Au-delà de l’initiative franco-allemande du partenariat pour la stabilité et la sécurité au Sahel (P3S), c’est aussi le futur groupement des Forces spéciales européennes à travers la Task Force Takuba qui sera engagé en 2020, mais aussi un accompagnement du G5S par l’Union africaine et la Communauté économique des états d’Afrique de l’Ouest (CEDEAO). L’ONU (13 000 militaires au sein d’une Minusma) devrait aussi être renforcée sur le pont, en témoigne la présence à Pau de son Secrétaire général Antonio Guterres.
Cette action militaire visera à restaurer partout la souveraineté des Etats, mais, comme l’ont rappelé tous les acteurs, hier, elle devra aussi être doublée d’un important volet développement afin de convaincre les populations.
« Nous n’avons pas le choix. Il nous faut des résultats probants rapidement.
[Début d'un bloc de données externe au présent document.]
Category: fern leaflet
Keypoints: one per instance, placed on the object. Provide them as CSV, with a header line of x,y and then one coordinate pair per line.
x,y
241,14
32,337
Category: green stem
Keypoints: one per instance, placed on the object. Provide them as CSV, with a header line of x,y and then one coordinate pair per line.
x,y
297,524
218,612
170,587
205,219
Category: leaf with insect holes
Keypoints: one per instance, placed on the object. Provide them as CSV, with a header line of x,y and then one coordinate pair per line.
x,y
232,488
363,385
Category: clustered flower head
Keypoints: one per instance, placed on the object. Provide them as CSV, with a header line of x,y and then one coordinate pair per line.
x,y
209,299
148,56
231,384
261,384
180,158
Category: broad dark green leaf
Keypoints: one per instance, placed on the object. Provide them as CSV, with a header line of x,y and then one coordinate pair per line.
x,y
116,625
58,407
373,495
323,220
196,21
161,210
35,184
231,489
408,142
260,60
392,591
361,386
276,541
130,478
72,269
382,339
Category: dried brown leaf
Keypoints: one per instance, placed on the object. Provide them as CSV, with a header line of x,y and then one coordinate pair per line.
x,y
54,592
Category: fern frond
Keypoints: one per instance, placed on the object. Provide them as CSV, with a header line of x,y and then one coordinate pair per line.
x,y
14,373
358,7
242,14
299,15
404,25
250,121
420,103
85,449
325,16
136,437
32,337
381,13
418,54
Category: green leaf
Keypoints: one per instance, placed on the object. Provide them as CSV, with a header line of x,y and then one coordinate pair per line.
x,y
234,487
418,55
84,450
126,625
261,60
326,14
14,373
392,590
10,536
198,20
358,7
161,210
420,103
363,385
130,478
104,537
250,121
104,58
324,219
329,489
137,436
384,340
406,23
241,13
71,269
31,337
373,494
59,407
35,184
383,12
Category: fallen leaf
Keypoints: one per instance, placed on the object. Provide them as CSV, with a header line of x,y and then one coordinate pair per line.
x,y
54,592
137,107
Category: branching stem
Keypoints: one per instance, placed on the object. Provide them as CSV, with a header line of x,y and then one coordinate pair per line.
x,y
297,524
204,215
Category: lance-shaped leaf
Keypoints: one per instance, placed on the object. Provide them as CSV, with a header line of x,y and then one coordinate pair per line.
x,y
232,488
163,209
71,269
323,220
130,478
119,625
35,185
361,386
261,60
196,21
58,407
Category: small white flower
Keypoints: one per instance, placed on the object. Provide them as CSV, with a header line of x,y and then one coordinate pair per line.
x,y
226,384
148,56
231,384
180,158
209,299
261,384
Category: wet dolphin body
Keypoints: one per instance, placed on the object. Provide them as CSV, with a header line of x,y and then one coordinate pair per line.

La crédibilité de chaque pays ici présent en dépend » a résumé le président burkinabé. « Maintenant les résultats doivent arriver », a conclu le président français.

Macron dénonce des « puissances étrangères »
Interrogé sur la défiance croissante des populations à l’égard des troupes françaises, Emmanuel Macron a fait une sortie remarquée, hier : « Les discours que j’ai pu entendre ces dernières semaines sont indignes […] parce qu’ils servent d’autres intérêts, soit ceux des groupements terroristes […], soit ceux d’autres puissances étrangères qui veulent simplement voir les Européens plus loin, parce qu’elles ont leur propre agenda, un agenda de mercenaires », a dénoncé le président français, répétant que « l’armée française » était au Sahel « pour la sécurité et la stabilité », pas pour « d’autres intérêts ». « J’entends beaucoup de gens qui disent tout et n’importe quoi. Demandez-vous par qui ils sont payés, demandez-vous quels intérêts ils servent. Moi j’ai mon idée », a-t-il insisté. Et de marteler « Que ces gens-là disent qui se fait tuer pour leurs enfants ! Moi je sais qui est tombé pour la sécurité des Maliennes et des Maliens, des Nigériens et des Burkinabè : des soldats français », selon La Dépêche.